Like we’re going to topple Saddam Hussein and the Iraqis will fill the streets singing our praises, jettison centuries of racial and ethnic hatred, and live happily ever after. It hasn’t happened yet and it most likely never will. A cornerstone of American democracy is the separation of church and state. Who in their right mind would predict that could occur in Iraq?
The NYT editorial position implies that we can leave only after we finish the job of assisting the Iraqis in creating a stable democracy. Which, if my prediction is accurate, will never occur. So where does that leave us?
David Halberstam’s The Making of a Quagmire: America and Vietnam during the Kennedy Era carries a message that when modernized could be read as, The Mother of All Bubblegum On Our Shoes.
We can’t leave because we can’t leave. But we we’ll have to, eventually, and it will be deja vu all over again as another of America’s experiments in nation-saving and democracy-building fails because we never stopped to consider if we could succeed, and therefore if we should even try.

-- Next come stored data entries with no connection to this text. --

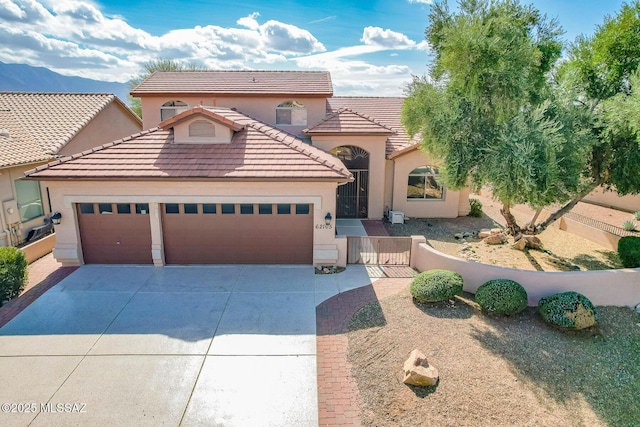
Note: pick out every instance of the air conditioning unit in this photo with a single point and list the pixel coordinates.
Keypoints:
(396, 217)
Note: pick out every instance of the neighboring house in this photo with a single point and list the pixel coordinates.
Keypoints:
(241, 167)
(36, 128)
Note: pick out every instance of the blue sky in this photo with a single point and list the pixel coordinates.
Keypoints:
(370, 47)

The United States of America is the finest nation on the planet. My twenty years in uniform, including two fighting a hot war and the rest preparing for a cold one should it turn hot, testify to my love of country and willingness to serve her. But she is far from perfect, and in my opinion, three years into the 21st century we began the making of another tragic quagmire that only deepens with each passing day.